As a project manager, it’s your responsibility to ensure that your stakeholders (and especially your project sponsor) are well-informed and aware of everything that’s going on with your project. A common way that project managers regularly communicate project status is via a regular status report.

Status reports can take on many shapes and sizes and depending on the organizational needs (as well as project visibility) there may be different incarnations of status reports that you’re responsible for preparing. Often times you will be tasked with creating multiple status reports for the same project at different intervals (i.e. weekly, semi-monthly, monthly, quarterly in some occasions). Audiences for these status reports can vary but as a project manager you need to be aware of the audience for the reports that you put together so that you can craft your messages in a way that can be easily disseminated by those reading the reports. So what are some of the key elements of a status report to help convey the overall health of the project as well as what you and your team are up to?

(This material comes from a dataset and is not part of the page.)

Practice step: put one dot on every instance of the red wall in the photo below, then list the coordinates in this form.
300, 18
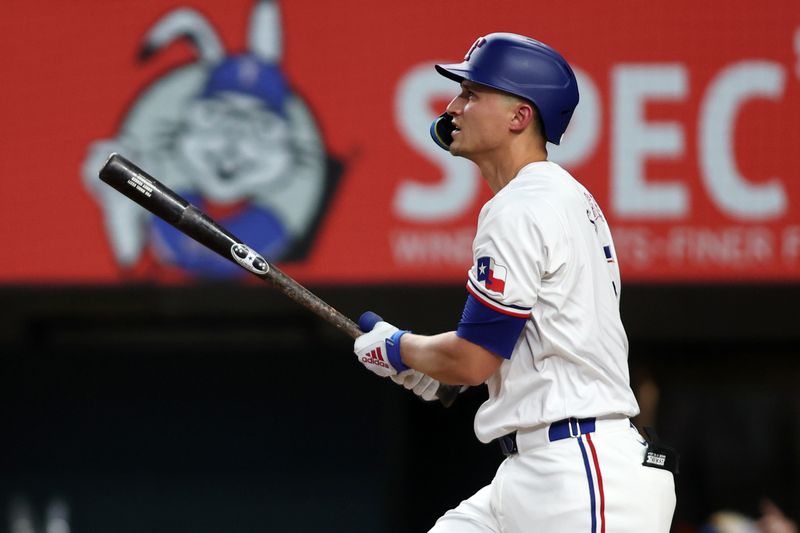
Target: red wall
686, 133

I’ve received mixed reviews on the overall green/yellow/red indicators at the project level. Some find them very helpful from the perspective of wanting to give most of their attention to projects where things may not be good so being able to quickly determine those projects in trouble via a colored indicator is helpful. For others who like to dive into the details of every status report regardless of the overall stated condition, they have commented that it doesn’t add much to the status report.


It’s always a good idea to mention what you and your team have accomplished over the reporting period for the status report. Often just a simple bullet-point list is sufficient.

Objectives for Next Period

It’s always a good idea to give a sense of what’s up next in your project. By stating what you intend to achieve in the next reporting period, it gives your readers a sense of realistic expectation (which may not always be in line with their own expectations). This is a great way to help calibrate those understandings and ensure that everyone is aligned with what they can expect out of you and your project team for the next reporting period.

Budget & Schedule Snapshot

This is an obvious element to your status report that likely gets the most attention. Reporting on these is done usually via spreadsheet and Gantt charts however depending on the sponsor and/or organizational expectations, this can certainly vary (and it does!). What the project manager needs to remember is that the report needs to be tailored to the intended audience. The key questions that will be asked of both budget and schedule are 1) Where are we at? And 2) Where will we land? If your report can help easily answer those questions then you’ve done a good job.

Status reports are often viewed as a ‘necessary evil’ of managing projects however they are an invaluable tool for communicating project status across an organization. Tailoring your message so that it is easy to understand, concise and most importantly – truthful is key to producing a good status report.